# Open Source Library for Digital Mode

I want to play a bit more with programming side of digital modes. However, a quick Google search turned up lots of software and some general explanations but no open-source library implementing such a code.

For example, I would find a library that encodes and decodes messages from/to plain text to either text output or sound most useful.

I was looking particularly at RTTY, FSK and PSK31 as they seem to be the simpler modes around.

Does anyone have any experience or useful pointer in this area?

• you might also want to mention what kind of hardware you're using – Marcus Müller Oct 17 '16 at 20:07
• FLDIGI does RTTY and PSK31. Soundmodem does FSK as used in packet radio. – Phil Frost - W8II Oct 18 '16 at 14:46
• Currently using two raspberry pi's connected directly and hoping to connect them via sound card to some cheap TX later and do proper experimentation – Edgar H Oct 18 '16 at 19:07
• how does one connect two rpis directly? – Marcus Müller Oct 18 '16 at 19:27
• "Then the only question then is how to connect a receiver without audio in." This depends; again, what you're describing is SDR, and there's a lot of SDR hardware out there. You could ask another question (and I think that would be a highly appreciated one) that asks "I want to do XYZ at ABC Hz with my <computing platform>, using existing DEF. What properties do I look for in an SDR peripheral?" and we can discuss things there! – Marcus Müller Oct 19 '16 at 10:08

What you describe is Software Defined Radio! Hurray!

GNU Radio has to be understood as the Free&Open-Source LEGO of Software-Defined Radio:

It comes with a huge library of signal processing blocks, which one can combine to build complex applications. Itself, it's not a library to be used to decode any particular standards, but you can download modules that combine GNU Radio blocks to do that.

You can write your own blocks in C++ or Python, and to build flow graphs out of blocks, you'd typically use Python or a graphical design tool called the GNU Radio companion.

FSK, for example, can be astonishingly easy to decode; if you neglect the need for synchronization, a complete FSK decoder might look like:

which does nothing but convert an input signal stream to a stream of estimates of the current frequency. You'd of course would want to have things like filtering, sanitation, conversion to bits, and packetization, but again, there's already modules that do that for you; see the list at

They've got RTTY, PSK31, and a lot more (FSK is really just a general modulation scheme – there's a lot of modes that use it!).

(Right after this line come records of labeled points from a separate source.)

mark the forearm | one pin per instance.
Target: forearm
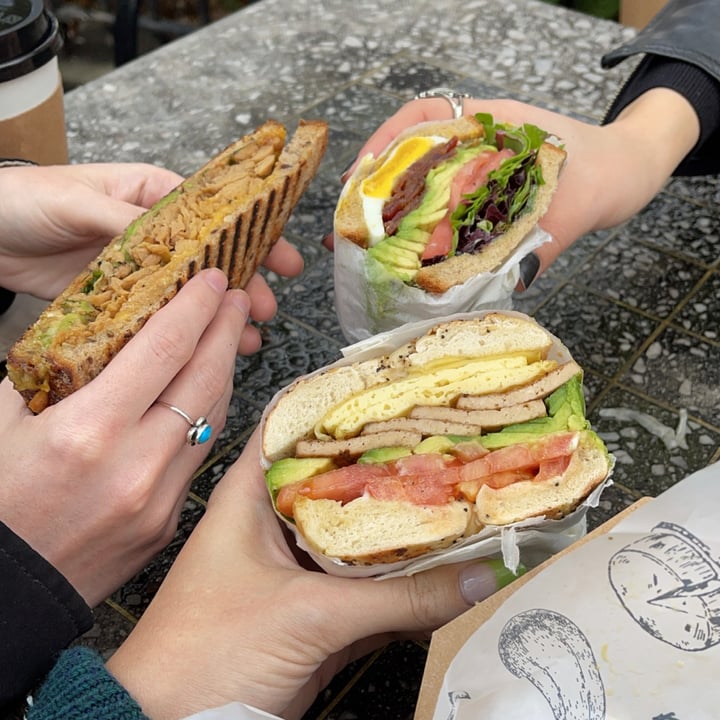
(681, 54)
(658, 130)
(40, 612)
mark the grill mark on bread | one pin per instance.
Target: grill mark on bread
(189, 223)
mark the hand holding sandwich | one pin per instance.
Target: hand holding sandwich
(55, 219)
(96, 483)
(611, 172)
(238, 619)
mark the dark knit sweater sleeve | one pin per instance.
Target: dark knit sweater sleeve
(79, 687)
(40, 615)
(8, 296)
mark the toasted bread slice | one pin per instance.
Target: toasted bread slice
(458, 269)
(367, 531)
(228, 215)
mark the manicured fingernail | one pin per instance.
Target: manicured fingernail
(482, 579)
(529, 267)
(344, 174)
(240, 300)
(216, 279)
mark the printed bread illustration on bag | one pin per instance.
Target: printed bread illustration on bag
(670, 584)
(553, 653)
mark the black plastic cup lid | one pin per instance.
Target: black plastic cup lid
(29, 37)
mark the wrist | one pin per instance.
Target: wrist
(658, 129)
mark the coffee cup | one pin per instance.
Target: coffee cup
(32, 115)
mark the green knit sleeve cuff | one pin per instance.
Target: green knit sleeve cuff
(79, 687)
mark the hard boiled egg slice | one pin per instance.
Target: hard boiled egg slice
(377, 188)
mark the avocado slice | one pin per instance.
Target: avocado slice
(291, 470)
(383, 455)
(566, 411)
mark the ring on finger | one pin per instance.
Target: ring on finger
(200, 430)
(455, 98)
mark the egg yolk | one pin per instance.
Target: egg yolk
(380, 183)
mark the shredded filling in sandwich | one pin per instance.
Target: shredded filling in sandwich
(175, 226)
(228, 215)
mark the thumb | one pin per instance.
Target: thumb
(425, 601)
(116, 215)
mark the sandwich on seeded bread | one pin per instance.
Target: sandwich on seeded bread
(448, 200)
(228, 214)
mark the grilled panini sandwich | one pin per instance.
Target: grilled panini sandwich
(229, 214)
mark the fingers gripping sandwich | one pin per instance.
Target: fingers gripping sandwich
(449, 200)
(478, 423)
(229, 214)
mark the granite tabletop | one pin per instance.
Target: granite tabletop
(636, 305)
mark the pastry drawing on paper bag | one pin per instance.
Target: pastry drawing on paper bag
(553, 653)
(670, 585)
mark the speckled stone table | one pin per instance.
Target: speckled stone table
(638, 306)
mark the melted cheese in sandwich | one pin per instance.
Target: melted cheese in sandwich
(377, 188)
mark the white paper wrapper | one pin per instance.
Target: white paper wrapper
(625, 626)
(530, 542)
(365, 308)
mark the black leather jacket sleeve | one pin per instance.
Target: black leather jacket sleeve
(40, 615)
(682, 51)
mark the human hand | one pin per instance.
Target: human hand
(56, 219)
(238, 619)
(611, 172)
(96, 482)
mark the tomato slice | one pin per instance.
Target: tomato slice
(342, 484)
(469, 178)
(435, 479)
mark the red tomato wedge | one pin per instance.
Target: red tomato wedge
(435, 479)
(343, 484)
(469, 178)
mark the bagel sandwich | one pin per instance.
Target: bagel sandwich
(228, 214)
(448, 200)
(477, 424)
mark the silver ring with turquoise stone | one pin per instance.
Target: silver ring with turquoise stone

What I feel I should mention is that you can, for example, use gr-dtv, the digital TV transmitter library within GNU Radio, to transmit extremely low-bandwidth TV – think of the digital evolution of SSTV, by using gr-dtv with appropriate MPEG transport streams that contain low-rate video and e.g. Codec2 audio.

I'd like to take the chance to highlight a few GNU Radio projects that are of interest in this context, but aren't specifically related to amateur digital modes:

• GQRX is probably the most famous GNU Radio standalone application. It's a spectrum visualizer, and audio demodulator. I don't know from the top of my head whether it does digital modes (it probably doesn't), but it's extremely useful when trying to find a signal in a wide bandwidth receive signal
• gr-inspector is awesome, in that it allows to estimate signal parameters out of life signals automagically
• gr-noaa is interesting if you already happen to have a dish and a feed capable of receiving NOAA satellite imagery, or a good helical antenna

Additionally to the two answers above about GNU Radio and Soundmodem, minimodem was brought to my attention. It is a general-purpose software audio FSK modem with the code on GitHub.

Thank you to Marcus and Phil for their quick answers.

There is 'amodem' for Linux; https://github.com/romanz/amodem It transmits checksum (may be spoofed, use gpg keys IF IT REALLY MATTERS. I recommend a low to medium bitrate (as per the README) unless TX/RX conditions are ideal. Observe the --calibrate flag. Tested w. Baofeng UV-5R.